The author begins by asserting that “No nation so sacrifices so much for privacy as the English.” (Apologies to Scotland, Wales and Northern Ireland here, but I’m going to run with this guy’s terminology for now.) The English, he claims, go to great expense and inconvenience to protect it:

“Every man must have his own house to himself and consequently appropriates to himself four or five times as much ground as is really necessary to support the amount of house-room he requires.”

This, he says, has had a dreadful effect on house prices in London. (Ah, yes, I know I often find myself racked with guilt that my London house is four or five times larger than I really need!) And on top of that: “Every small English middle-class family feels it necessary to have its own cook.”

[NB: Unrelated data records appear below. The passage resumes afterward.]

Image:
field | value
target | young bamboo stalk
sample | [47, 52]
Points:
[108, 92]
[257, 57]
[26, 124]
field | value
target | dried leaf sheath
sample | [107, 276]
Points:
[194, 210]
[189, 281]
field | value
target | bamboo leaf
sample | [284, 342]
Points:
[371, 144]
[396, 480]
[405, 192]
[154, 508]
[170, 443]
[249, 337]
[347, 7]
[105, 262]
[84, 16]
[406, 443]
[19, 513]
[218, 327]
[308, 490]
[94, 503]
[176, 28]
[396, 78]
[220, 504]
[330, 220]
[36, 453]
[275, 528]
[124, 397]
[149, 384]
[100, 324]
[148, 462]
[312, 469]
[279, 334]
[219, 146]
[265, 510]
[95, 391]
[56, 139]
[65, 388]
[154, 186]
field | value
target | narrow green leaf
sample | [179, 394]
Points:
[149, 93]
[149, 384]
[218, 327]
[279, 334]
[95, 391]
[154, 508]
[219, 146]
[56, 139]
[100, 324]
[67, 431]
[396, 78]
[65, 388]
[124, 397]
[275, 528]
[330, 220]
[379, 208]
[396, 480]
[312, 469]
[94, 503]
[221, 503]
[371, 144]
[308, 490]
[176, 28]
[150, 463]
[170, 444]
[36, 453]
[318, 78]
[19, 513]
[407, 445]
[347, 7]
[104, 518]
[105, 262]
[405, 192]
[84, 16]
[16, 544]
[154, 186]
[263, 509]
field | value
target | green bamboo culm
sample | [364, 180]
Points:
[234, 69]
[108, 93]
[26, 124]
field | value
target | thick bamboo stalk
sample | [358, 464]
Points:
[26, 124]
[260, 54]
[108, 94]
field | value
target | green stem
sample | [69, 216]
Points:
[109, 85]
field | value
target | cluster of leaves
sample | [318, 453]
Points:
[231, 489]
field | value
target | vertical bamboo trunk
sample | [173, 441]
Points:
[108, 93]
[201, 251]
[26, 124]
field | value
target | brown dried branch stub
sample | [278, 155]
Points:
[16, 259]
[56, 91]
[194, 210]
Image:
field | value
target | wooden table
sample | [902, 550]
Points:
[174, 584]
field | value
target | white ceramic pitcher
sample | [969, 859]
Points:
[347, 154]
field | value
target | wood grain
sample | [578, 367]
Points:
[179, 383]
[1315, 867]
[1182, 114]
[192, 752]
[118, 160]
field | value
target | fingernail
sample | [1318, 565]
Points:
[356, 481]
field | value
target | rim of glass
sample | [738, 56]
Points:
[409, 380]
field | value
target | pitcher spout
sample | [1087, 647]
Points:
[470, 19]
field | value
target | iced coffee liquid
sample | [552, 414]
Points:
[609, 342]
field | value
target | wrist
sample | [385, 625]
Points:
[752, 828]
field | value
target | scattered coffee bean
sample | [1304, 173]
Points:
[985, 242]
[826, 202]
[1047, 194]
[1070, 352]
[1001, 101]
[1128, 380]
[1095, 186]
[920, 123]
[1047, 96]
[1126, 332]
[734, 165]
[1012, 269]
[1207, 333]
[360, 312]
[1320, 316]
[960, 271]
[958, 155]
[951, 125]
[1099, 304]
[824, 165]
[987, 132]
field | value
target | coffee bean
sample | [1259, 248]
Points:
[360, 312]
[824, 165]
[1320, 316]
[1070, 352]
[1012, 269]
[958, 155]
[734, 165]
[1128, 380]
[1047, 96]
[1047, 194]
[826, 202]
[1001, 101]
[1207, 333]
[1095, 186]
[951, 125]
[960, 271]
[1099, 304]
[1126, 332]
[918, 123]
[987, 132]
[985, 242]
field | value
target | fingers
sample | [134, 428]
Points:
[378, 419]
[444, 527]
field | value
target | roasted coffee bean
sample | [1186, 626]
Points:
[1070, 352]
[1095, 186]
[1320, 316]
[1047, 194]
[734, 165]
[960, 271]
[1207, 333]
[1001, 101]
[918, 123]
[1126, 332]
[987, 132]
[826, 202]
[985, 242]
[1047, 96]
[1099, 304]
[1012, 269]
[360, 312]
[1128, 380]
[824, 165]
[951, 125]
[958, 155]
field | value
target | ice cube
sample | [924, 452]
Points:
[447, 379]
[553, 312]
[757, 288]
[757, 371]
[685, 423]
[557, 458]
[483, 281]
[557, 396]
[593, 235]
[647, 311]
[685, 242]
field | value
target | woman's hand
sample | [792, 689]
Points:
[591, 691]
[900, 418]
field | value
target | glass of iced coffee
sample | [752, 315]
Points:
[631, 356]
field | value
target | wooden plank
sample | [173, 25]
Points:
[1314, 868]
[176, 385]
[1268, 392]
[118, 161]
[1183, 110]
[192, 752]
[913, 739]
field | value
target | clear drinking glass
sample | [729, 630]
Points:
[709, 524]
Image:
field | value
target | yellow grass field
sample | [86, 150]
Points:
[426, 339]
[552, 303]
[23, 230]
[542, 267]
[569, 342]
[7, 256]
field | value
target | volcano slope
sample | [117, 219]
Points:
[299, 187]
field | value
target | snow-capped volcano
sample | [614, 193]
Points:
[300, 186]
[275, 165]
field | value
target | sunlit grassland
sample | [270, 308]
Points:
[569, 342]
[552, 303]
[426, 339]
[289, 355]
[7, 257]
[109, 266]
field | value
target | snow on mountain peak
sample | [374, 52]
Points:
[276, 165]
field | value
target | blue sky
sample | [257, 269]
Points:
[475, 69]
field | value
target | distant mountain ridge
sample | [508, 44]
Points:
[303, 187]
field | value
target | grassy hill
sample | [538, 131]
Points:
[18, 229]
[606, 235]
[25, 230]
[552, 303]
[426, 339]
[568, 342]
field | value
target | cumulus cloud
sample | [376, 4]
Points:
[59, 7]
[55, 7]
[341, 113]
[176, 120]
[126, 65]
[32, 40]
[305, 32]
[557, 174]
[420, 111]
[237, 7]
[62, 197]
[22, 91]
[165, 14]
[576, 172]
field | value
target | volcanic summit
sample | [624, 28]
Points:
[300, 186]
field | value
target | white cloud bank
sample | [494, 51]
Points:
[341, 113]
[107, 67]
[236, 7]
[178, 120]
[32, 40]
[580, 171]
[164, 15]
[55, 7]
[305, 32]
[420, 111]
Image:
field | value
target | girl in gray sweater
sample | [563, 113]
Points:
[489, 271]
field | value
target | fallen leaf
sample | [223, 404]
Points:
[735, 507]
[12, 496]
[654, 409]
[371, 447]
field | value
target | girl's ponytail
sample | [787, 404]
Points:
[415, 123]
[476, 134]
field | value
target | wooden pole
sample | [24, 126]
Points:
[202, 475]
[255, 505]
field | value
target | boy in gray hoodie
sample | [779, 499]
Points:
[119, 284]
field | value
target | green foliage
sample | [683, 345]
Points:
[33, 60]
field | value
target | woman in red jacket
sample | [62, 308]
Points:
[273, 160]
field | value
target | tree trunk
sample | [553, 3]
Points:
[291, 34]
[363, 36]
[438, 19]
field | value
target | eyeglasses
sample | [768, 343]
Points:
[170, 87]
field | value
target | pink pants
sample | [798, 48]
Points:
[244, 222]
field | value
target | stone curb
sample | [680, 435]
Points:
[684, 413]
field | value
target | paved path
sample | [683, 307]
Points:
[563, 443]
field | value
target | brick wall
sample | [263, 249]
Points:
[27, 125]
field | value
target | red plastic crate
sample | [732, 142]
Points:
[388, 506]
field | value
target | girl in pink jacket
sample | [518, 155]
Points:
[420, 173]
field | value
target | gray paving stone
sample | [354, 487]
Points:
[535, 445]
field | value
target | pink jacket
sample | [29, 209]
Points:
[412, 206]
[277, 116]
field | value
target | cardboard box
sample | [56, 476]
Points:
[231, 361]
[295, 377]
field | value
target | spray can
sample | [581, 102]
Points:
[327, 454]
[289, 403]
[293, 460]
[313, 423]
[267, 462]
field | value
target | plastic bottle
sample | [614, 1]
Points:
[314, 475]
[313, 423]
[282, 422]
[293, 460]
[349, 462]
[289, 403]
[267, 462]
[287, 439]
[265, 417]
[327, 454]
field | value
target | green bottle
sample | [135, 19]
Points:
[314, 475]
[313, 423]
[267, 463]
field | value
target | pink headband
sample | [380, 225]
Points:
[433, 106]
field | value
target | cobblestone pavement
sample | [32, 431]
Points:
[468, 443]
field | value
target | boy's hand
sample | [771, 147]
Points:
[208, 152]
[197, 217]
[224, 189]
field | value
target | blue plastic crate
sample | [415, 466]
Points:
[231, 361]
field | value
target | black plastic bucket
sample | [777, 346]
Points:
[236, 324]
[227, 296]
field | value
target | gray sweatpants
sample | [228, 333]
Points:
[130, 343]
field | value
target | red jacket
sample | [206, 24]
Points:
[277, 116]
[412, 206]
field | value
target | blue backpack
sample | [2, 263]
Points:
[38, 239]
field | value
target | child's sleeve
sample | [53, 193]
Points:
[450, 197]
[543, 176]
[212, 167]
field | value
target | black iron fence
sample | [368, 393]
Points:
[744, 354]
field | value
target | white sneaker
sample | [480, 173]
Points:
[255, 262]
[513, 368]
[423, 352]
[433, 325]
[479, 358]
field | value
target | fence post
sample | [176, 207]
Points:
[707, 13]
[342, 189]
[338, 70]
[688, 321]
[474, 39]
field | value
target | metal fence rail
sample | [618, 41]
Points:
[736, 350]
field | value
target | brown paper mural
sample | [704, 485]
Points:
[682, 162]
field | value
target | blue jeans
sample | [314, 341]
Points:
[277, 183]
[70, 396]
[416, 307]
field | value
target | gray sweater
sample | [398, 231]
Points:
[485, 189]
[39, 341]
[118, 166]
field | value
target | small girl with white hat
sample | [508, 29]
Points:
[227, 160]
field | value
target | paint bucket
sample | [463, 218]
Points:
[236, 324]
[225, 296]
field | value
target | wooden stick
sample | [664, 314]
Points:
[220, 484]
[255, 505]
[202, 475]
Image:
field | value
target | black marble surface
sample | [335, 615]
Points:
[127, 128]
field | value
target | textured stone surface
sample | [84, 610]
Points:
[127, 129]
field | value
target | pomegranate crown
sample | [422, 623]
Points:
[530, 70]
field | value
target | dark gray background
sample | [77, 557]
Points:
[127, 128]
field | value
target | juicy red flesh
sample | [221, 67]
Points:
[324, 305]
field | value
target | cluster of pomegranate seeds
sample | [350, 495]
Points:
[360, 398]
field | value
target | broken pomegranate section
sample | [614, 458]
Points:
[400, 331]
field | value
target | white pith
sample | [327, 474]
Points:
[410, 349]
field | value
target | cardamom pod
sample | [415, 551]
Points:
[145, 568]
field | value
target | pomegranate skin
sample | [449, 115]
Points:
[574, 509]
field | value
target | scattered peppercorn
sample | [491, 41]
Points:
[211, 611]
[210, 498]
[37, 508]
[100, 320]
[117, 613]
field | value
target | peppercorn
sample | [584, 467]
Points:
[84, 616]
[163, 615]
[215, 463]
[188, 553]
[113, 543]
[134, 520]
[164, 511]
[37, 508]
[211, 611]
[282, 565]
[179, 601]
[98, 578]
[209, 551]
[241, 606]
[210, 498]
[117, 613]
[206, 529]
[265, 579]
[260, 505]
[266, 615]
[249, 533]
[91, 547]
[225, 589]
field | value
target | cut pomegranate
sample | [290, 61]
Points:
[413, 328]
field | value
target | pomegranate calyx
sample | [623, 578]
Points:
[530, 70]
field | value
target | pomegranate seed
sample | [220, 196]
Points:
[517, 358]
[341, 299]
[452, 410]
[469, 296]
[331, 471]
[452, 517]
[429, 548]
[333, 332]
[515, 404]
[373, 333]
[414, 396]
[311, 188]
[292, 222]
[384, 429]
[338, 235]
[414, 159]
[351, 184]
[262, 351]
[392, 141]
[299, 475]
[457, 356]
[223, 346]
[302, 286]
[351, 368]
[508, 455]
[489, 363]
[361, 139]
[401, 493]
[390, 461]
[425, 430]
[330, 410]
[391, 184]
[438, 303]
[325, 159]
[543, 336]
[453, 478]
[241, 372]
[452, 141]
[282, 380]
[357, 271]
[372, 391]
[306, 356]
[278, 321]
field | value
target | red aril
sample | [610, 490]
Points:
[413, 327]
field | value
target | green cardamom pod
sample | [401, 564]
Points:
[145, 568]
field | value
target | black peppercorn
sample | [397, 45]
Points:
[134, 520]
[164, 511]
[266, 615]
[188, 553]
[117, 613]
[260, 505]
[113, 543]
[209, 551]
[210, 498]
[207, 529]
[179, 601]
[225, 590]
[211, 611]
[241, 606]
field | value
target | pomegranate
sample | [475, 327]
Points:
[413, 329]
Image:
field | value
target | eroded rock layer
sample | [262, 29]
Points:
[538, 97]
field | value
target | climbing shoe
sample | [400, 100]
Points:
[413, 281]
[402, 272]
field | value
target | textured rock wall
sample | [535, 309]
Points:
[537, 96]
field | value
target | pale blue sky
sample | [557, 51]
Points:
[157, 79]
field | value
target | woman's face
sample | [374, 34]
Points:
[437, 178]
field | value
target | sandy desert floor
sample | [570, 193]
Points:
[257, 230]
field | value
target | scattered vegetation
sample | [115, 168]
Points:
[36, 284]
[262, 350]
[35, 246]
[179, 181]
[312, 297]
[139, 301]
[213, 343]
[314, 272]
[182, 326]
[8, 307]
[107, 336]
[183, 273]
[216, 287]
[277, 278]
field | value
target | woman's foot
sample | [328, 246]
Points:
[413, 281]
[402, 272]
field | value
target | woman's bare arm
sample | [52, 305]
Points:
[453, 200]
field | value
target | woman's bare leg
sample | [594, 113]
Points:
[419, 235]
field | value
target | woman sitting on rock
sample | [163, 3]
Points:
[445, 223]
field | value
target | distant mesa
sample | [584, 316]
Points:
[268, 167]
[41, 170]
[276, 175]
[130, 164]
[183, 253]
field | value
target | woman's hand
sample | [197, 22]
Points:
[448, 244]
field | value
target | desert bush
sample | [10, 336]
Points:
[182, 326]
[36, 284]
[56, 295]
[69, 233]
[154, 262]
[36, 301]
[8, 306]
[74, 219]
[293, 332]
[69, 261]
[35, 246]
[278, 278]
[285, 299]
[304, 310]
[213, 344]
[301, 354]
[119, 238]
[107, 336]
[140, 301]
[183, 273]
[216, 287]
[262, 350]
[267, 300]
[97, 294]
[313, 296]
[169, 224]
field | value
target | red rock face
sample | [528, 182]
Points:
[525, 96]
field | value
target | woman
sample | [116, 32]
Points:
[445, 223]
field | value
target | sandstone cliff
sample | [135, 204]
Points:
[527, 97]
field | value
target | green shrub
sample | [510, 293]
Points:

And the British refusal to relinquish their privacy is even more pronounced on the railways:

“There has been a great deal of controversy lately upon the subject of establishing a communication between the passengers and the guards of railway trains. The public say it must be done, or neither their lives nor reputations will be safe; and the railway directors reply with a solid non possumus.”

The difficulty here is that Victorian trains were divided into compartments of six or so people, with no thoroughfare – as in the American and Continental trains – between the compartments and therefore no way for a guard to check on everyone. This fear had been compounded the year before the article was published by the grisly murder of City Banker Thomas Briggs, who was bludgeoned to death whilst in a railway carriage entirely unbeknownst to his fellow passengers and the railway guards.

The British people were torn between their love of privacy (we can all sympathise – who doesn’t love getting two train seats to yourself?) and the blood-curdling terror of being cooped up in a carriage with axe-wielding murderers, over-sharers, smellies, gropers, snorers, and man-spreaders. Amy Milne-Smith has written a great article for JVC on the subject of ‘Madmen on the Railways’.


couple in railway carriage
Life and virtue were imperilled on the Victorian railway

The Dining Room

Yet, there is one area of life, claims our reporter, where the English utterly

“I say, Brandon, these new steam-powered footmen from Cyberdyne and Sons are jolly life-like.”

and inexplicably abandon their love of privacy, and that is at the dinner table.

“It is curious to observe how Englishmen, so jealous of their privacy, endure a number of servants who destroy it altogether.” He even dreams about “the happy day when steam-powered substitutes should have been invented” to replace the pesky, nosy help. Until the dawning of the age of the cyborg-servant, however, the reporter offers a couple of temporary solutions to the problem of having servants listening to your dinner table gossip.


1) Dumb waiter systems installed at the elbow of every second guest. Unfortunately, he suggests, this idea would play havoc with the delicate social dynamics of the dinner table: “There is something terrible to contemplate the fate of two ill-matched guests cut off by frowning dumb waiters from intercourse with all the world besides. Even if they were well-suited, two hours and a half of uninterrupted tete-a-tete would tax the most fertile resources.” No, it just won’t do.

victorian dining 2
No personal dumb-waiter? Screw this, I’m leaving.

2) Thankfully, the reporter has another solution: hinged dining room floor and a table raised and lowered by a giant mechanical winch, anyone?

“At a given signal from the master of the house, the floor would open, the table would sink, and after a few minutes’ interval would rise again, bearing another course, and cleared from the debris of the last.”

Eureka! Or perhaps not. Our ingenius reporter does concede that this might take some getting used to, and that the good people of Britain might feel a little uncomfortable “sitting around a yawning chasm.” And then, of course there’s the more pressing problem that “one of the charms of the daughters of Eve might entice a fair head to bend too rashly over the abyss, in order to study the operations going on below.” We have gazed into the abyss. It is full of dirty dishes.

I’ve read this article several times now. At first I thought the author was being satirical. I really don’t know any more that he is. In any case, this is a wonderfully wacky insight into nineteenth-century anxieties at a time when trains, servants, sensation novelists, the press, police, detectives, divorce courts and others all seemed to want a sneaky peek into the daily lives of the respectable people of Blighty.